Intervention de Philippe Gomes

Séance en hémicycle du 16 mai 2013 à 15h00
Suppression du mot "race" de la législation — Discussion générale

Photo issue du site de l'Assemblée nationale ou de WikipediaPhilippe Gomes :

Madame la présidente, madame la garde des Sceaux, monsieur le rapporteur, mes chers collègues, de part et d'autre de cet hémicycle, l'absolue conviction que l'espèce humaine est une et que le concept de « race » n'a aucun fondement scientifique ou biologique nous réunit aujourd'hui.

La seconde conviction qui nous rassemble, c'est que la lutte contre le racisme, et plus largement la lutte contre toute forme de discrimination est intrinsèquement partie du projet républicain, c'est-à-dire de l'exigence humaniste héritée des Lumières, de cette aspiration à l'universel qui postule que chacun contribue à l'aventure et à l'émancipation humaines ; cette lutte profite à tous, passe par chacun, quel qu'il soit et d'où qu'il vienne.

Alors, mes chers collègues, le bon chemin de réflexion est-il de supprimer un mot ou de penser un projet ? Croyez-vous que la disparition légale du mot emportera avec elle la peste brune du racisme ?

Et cette peste, pour rappeler à nos souvenirs l'oeuvre magnifique d'Albert Camus, n'a pas été éradiquée.
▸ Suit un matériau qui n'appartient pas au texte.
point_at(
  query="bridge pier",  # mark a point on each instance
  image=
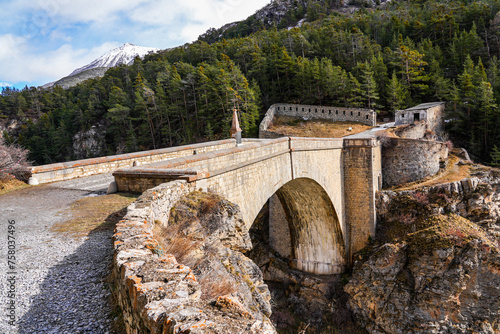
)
(362, 160)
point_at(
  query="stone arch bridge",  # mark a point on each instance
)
(321, 192)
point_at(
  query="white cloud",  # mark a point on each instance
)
(68, 29)
(27, 66)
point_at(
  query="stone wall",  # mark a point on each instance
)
(362, 179)
(365, 116)
(80, 168)
(156, 293)
(432, 113)
(409, 160)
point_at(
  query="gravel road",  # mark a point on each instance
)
(59, 280)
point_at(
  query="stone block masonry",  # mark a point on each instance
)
(87, 167)
(362, 179)
(409, 160)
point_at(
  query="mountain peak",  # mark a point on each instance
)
(124, 54)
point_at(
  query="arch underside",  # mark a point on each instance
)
(312, 229)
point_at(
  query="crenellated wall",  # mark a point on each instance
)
(365, 116)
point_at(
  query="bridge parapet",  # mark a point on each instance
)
(87, 167)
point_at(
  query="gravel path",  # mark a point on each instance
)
(59, 280)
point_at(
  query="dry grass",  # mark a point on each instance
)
(452, 173)
(173, 240)
(214, 285)
(95, 214)
(11, 184)
(296, 127)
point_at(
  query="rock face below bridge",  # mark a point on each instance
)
(179, 268)
(436, 265)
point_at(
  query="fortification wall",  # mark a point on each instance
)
(409, 160)
(87, 167)
(365, 116)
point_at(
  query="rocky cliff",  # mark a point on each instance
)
(179, 266)
(435, 266)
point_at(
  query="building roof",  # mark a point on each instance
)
(426, 105)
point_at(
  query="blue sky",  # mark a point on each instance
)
(45, 40)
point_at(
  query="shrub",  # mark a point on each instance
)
(13, 161)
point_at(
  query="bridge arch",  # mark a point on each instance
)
(304, 226)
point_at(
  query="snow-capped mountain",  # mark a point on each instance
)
(125, 54)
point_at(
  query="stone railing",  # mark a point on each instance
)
(87, 167)
(365, 116)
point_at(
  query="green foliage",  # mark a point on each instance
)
(391, 56)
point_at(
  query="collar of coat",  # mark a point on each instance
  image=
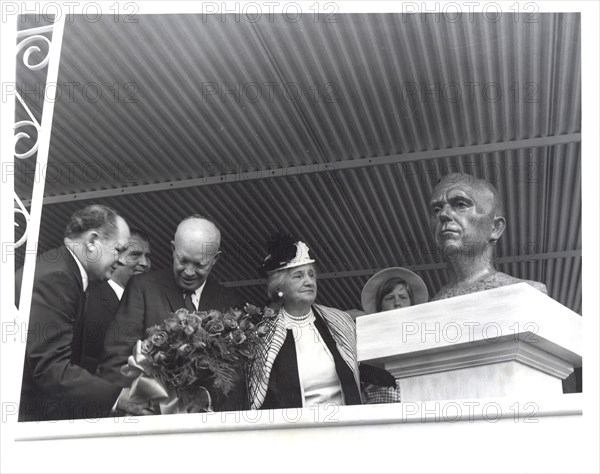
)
(342, 329)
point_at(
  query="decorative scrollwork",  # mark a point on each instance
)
(20, 209)
(34, 49)
(20, 135)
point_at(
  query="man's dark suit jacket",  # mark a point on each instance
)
(54, 386)
(101, 309)
(148, 300)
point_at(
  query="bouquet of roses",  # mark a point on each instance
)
(194, 351)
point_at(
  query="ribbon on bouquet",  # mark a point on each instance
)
(146, 388)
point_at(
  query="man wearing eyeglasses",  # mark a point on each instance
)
(150, 298)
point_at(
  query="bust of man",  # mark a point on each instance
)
(466, 218)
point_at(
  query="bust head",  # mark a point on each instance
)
(465, 214)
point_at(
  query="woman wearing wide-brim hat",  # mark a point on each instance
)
(393, 288)
(308, 353)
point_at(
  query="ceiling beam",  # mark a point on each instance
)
(424, 267)
(250, 175)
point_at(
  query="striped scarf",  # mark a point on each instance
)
(342, 329)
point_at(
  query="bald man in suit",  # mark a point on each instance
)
(149, 299)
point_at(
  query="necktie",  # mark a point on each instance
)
(187, 300)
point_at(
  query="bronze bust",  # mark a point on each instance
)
(466, 218)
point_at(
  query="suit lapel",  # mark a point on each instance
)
(109, 298)
(173, 294)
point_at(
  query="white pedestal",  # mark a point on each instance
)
(512, 341)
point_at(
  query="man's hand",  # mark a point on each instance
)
(130, 407)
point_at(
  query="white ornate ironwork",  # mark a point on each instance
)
(20, 209)
(40, 147)
(32, 48)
Elle gagne du terrain, à la faveur des difficultés, des inquiétudes, des obstacles à l'espoir et aux aspirations, qui font craindre la différence et l'altérité, qui font naître la peur de l'inconnu et qui accueillent les appels aux communautarismes et à la haine ordinaire. Reporter sur les autres la peur et l'incertitude que l'on porte en soi est sans doute le pire des fléaux. Encore à bas bruit, mais déjà bien visible, il gagne dans notre pays mais aussi à nos frontières, dans ces pays amis qui sont le berceau de notre civilisation.

La Commission consultative nationale des droits de l'homme a d'ailleurs récemment pointé une « inquiétante montée de l'intolérance », dans « une société française plus perméable aux phénomènes de racisme, une société segmentée, [...] en proie à une importante crise identitaire ».

Alors, bien sûr, la lutte contre le racisme doit concentrer tous nos efforts. C'est une lutte difficile, qui renvoie à bien des facteurs personnels et collectifs. « S'aimer », écrivait Jean Anouilh, « c'est lutter constamment contre des milliers de forces cachées qui viennent de vous ou du monde ».

Voilà pourquoi la discussion que vous nous proposez aujourd'hui est révélatrice, nécessaire, mais aussi discutable.

S'il fallait traiter de ce mal républicain, alors un débat était nécessaire, qui aurait mobilisé l'ensemble des forces républicaines, toutes les aspirations qui parcourent, avec leurs nuances, les travées de cet hémicycle. Et, bien au-delà de notre cénacle, parfois tellement confiné qu'il se perd dans ses propres mots et fait des mots des mondes, il aurait fallu ouvrir le champ à une réflexion plus vaste, plus profonde, plus partagée, faisant ainsi la belle démonstration de l'unité de la République et de la puissance de ses valeurs.

Cette discussion aurait pu être simplement celle de la lutte contre toutes les formes de discrimination, car le racisme a muté et su prendre d'autres apparences. On aurait pu évoquer les discriminations en raison du sexe, des convictions politiques ou religieuses, d'une appartenance syndicale, du handicap, de l'état de santé, de l'âge, de l'orientation sexuelle ou bien encore du lieu de résidence.

Autant d'injustices, autant d'intolérances et de rejets des différences, autant de tensions inacceptables pour les Républicains que nous sommes et qui ne sont pas uniquement liées à l'appartenance à une prétendue « race ».

Ces discriminations créent à coup sûr l'exclusion, elles entretiennent le ressentiment de beaucoup de nos concitoyens. Elles minent la cohésion sociale, le pacte républicain et vont à l'encontre des valeurs fondamentales et fondatrices de notre communauté de destin.

Le débat qui nous réunit aujourd'hui me donne l'impression de viser un arbre, quand il s'agit d'identifier une forêt tout entière, assombrie de tant de préjugés. C'est une discussion sémantique, lexicale, qui ne dit que peu de chose d'une démarche générale qui ferait sens.

Vous l'aurez compris, sur le plan philosophique, le groupe UDI soutient pleinement les objectifs et les intentions de ce texte. En revanche, techniquement, il lui semble beaucoup plus contestable. Le terme de « race » comme catégorie juridique est bien sûr à bannir, mais certains s'inquiètent – de manière excessive, espérons-le – des conséquences juridiques que la suppression de ce terme pourrait soulever.